Under the nation’s system of federalism, the national government is comprised of a limited number of powers enumerated in the Constitution, while state and local governments retain all other powers – including general police powers.
“Domestic disputes culminating in a thumb burn neither implicate the concerns of the Chemical Weapons Convention nor come within Congress’ authority,” Mr. Clement wrote.
Critics of the administration’s expansive interpretation of its own authority say that Bond’s prosecution is a power grab by the national government at the expense of authority reserved under the Constitution to the state governments.
“The government’s sweeping interpretation of the statute depends upon an equally sweeping theory of Congress’ authority that threatens the bedrock notion that the federal government is one of limited and enumerated powers,” Clement said.
The Obama administration counters that the usual constitutional restraints on expansive exertions of federal authority do not apply in instances when Congress passes a statute to implement an international treaty.
The Constitution’s Necessary and Proper Clause authorizes federal lawmakers to enact sweeping measures that would not otherwise be permitted of the national government. Verrilli cites a 1920 Supreme Court decision establishing that principle.

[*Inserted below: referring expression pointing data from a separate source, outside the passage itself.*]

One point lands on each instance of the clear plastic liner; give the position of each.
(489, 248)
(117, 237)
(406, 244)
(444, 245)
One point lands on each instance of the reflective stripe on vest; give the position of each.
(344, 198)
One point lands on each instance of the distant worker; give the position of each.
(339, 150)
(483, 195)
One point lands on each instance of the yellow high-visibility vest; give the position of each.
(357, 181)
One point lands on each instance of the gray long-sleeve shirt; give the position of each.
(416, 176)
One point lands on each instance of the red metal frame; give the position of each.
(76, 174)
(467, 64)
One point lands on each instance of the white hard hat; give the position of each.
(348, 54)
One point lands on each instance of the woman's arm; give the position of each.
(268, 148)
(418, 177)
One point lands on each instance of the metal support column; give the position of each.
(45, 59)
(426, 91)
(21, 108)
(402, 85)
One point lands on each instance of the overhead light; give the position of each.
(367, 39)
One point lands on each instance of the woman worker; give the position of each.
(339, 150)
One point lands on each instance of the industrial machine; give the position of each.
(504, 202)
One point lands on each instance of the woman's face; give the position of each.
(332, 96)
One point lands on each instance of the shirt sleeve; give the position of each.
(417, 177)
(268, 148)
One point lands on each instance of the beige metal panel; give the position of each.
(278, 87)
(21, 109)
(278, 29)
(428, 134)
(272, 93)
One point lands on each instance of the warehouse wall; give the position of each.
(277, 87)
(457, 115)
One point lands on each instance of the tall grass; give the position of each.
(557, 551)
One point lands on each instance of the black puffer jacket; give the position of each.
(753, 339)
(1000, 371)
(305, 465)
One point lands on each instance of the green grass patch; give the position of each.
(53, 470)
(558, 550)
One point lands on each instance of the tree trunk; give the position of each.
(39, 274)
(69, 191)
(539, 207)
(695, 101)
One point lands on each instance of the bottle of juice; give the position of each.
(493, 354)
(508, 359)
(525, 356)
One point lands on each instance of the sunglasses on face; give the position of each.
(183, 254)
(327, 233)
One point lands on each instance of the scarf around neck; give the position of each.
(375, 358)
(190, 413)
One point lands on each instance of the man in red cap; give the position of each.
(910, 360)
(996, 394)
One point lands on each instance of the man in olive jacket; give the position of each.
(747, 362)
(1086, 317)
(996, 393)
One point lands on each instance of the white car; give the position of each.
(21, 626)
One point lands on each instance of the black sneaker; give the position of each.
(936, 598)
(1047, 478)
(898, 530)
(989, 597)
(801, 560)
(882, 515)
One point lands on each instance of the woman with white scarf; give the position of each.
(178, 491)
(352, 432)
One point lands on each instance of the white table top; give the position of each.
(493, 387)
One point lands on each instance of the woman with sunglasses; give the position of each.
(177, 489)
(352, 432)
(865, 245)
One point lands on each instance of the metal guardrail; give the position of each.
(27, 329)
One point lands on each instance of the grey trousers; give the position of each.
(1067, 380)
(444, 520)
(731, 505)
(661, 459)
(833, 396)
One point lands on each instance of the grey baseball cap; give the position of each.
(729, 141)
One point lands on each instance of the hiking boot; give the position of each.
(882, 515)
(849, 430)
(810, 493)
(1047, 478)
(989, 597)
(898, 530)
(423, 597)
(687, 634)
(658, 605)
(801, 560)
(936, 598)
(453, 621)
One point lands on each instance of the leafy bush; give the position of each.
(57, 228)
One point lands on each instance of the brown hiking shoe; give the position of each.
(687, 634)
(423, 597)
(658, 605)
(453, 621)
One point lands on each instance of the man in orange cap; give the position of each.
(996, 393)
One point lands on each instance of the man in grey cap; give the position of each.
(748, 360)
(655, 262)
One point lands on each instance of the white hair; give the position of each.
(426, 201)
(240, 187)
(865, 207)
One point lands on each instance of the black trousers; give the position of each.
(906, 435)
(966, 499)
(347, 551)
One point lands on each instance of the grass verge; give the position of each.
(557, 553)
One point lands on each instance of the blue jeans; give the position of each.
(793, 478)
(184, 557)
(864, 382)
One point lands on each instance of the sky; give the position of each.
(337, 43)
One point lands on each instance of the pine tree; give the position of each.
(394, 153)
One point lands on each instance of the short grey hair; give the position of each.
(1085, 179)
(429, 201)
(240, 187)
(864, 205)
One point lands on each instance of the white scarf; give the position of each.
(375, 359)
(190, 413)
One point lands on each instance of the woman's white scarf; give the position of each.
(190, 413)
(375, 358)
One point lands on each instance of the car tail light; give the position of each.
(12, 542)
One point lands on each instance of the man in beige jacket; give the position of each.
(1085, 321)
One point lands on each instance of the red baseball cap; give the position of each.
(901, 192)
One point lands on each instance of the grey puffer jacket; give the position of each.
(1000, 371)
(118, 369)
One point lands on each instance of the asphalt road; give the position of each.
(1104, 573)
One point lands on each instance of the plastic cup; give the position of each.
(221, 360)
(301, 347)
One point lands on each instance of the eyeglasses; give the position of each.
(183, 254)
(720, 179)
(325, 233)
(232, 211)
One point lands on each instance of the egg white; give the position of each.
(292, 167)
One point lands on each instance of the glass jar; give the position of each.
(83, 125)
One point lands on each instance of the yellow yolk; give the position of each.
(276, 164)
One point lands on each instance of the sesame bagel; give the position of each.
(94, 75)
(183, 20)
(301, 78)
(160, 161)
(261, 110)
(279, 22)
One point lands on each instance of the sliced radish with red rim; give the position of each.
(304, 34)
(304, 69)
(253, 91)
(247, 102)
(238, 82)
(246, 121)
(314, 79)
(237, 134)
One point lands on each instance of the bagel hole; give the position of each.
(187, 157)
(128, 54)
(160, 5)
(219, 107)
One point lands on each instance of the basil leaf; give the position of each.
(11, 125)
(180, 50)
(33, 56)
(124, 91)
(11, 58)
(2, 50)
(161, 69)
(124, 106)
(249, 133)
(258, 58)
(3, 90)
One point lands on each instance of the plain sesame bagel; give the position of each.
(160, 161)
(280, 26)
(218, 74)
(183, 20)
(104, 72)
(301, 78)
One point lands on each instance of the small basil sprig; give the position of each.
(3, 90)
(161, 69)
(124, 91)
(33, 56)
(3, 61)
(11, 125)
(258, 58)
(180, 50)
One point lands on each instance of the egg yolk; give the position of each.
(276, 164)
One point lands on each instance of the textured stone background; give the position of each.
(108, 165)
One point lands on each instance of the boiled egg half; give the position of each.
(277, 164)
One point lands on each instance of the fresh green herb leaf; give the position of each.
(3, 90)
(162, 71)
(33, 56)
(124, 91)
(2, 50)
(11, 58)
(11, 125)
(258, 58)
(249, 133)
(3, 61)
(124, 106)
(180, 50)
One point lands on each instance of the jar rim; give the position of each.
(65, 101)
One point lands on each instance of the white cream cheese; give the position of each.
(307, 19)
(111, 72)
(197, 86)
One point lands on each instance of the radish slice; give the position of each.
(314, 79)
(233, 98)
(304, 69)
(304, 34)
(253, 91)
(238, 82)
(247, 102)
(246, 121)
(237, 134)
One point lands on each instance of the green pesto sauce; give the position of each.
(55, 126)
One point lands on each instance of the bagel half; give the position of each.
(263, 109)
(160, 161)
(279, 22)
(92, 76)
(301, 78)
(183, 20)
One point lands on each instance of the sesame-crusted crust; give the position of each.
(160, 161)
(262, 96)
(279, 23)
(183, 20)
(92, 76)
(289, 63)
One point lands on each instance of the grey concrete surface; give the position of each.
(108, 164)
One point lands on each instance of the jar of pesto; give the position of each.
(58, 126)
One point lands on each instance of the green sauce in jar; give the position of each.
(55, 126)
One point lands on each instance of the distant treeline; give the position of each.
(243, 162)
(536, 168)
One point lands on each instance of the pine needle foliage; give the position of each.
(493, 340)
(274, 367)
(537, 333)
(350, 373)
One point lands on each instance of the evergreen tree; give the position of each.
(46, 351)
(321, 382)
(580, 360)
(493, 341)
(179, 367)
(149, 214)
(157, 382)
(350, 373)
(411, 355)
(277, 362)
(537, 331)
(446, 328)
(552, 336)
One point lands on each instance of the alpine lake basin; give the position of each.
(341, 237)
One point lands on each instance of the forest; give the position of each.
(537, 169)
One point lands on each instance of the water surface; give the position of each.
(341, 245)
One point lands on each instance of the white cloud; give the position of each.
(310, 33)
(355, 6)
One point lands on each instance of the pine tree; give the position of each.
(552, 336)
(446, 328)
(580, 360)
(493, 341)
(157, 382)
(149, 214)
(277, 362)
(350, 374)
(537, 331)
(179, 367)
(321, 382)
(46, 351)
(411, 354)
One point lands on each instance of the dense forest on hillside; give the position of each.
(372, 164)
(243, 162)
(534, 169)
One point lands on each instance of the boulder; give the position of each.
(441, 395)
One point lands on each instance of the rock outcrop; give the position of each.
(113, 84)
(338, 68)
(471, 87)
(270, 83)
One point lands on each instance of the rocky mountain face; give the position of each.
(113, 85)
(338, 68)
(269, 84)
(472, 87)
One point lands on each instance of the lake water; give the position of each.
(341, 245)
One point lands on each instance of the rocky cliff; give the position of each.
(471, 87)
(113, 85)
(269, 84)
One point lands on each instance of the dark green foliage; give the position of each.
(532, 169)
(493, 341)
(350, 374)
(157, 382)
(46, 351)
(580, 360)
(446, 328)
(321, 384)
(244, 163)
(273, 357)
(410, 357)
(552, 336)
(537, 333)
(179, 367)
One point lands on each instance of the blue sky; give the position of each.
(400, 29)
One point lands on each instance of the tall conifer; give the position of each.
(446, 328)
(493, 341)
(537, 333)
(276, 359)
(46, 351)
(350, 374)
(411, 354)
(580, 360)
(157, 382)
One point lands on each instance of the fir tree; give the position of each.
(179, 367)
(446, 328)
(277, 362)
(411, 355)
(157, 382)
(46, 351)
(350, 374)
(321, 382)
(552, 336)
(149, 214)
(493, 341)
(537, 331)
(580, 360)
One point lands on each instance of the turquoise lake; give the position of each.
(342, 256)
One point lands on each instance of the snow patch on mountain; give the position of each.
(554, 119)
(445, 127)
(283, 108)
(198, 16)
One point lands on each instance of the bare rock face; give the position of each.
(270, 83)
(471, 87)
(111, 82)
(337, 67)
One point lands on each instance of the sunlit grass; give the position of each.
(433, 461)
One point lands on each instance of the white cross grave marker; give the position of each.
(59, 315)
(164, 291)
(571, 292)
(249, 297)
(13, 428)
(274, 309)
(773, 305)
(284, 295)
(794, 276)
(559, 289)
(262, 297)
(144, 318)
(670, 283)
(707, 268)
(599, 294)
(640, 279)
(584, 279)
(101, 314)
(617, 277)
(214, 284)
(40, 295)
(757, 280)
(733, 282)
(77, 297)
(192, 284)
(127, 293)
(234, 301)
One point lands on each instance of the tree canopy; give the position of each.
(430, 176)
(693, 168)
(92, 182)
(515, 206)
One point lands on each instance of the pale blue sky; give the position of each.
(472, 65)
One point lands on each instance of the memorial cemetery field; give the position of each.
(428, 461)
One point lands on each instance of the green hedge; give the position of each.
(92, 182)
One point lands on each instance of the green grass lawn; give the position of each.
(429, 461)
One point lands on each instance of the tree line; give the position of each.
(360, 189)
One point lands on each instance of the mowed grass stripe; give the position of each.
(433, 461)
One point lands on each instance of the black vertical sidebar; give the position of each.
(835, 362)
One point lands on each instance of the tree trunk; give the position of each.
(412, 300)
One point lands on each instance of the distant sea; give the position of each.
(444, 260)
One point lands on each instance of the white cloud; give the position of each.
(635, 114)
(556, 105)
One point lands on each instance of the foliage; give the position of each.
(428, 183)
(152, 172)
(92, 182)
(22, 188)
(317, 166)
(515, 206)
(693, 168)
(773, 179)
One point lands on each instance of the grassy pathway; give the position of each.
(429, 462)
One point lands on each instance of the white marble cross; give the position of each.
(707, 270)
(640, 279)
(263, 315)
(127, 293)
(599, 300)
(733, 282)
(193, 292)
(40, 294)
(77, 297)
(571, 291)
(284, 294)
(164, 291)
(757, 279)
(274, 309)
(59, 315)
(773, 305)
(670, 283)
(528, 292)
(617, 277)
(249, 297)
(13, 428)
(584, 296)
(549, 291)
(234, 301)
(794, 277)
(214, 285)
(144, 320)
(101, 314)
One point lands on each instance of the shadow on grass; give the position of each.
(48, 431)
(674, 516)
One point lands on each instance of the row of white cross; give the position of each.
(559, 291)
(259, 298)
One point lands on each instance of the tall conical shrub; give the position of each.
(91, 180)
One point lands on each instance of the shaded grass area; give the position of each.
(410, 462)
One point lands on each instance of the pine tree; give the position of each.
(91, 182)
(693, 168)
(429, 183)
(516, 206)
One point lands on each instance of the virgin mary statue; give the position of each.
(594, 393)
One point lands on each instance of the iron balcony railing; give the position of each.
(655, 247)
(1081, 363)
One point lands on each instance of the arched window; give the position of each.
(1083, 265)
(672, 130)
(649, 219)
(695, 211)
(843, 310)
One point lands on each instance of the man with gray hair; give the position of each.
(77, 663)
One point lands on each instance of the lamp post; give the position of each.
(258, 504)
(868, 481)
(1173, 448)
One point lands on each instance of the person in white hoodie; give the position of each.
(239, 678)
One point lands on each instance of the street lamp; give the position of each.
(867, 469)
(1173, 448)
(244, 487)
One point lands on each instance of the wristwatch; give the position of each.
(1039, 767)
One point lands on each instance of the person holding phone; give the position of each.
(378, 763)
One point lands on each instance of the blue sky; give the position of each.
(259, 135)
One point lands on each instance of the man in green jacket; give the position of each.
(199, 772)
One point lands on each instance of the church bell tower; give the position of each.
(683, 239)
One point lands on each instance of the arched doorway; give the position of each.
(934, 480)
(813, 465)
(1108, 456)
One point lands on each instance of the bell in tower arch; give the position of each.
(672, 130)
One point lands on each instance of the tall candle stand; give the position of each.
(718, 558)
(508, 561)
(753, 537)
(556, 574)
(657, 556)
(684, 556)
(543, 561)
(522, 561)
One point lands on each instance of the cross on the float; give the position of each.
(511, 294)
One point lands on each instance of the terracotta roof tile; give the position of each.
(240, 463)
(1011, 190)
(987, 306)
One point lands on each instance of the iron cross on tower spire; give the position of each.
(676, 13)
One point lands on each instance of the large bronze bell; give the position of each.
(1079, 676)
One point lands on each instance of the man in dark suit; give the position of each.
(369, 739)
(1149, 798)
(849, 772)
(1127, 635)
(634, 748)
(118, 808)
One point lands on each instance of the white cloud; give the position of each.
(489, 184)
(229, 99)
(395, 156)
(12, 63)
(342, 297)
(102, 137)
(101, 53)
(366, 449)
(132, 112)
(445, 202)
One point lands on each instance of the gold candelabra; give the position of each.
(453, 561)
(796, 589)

He said such broad authority to implement treaties is necessary to facilitate effective conduct of foreign policy and the protection of national security. He argues that the structural safeguards upholding the federal-state balance are protected by the requirement that all treaties be approved by a two-thirds vote of the Senate.
“Congress has not exercised a general police power under the guise of implementing a treaty despite petitioner’s hypothetical parade of horribles,” Verrilli wrote.
He said the more restrictive approach suggested by Clement would “hamstring US treaty negotiators and undermine global confidence in the United States as a reliable treaty partner, to the detriment of the foreign policy and national security of the United States.”
Despite the sweeping consequences of the case as a test of federalism and the scope of federal power, the issue for Bond reduces to a single word: punishment.
If charged with a state crime, Bond would likely face three months to two years in prison. Instead, she was sentenced to six years in prison under the federal chemical weapons statute.
A decision in the case is expected by next June.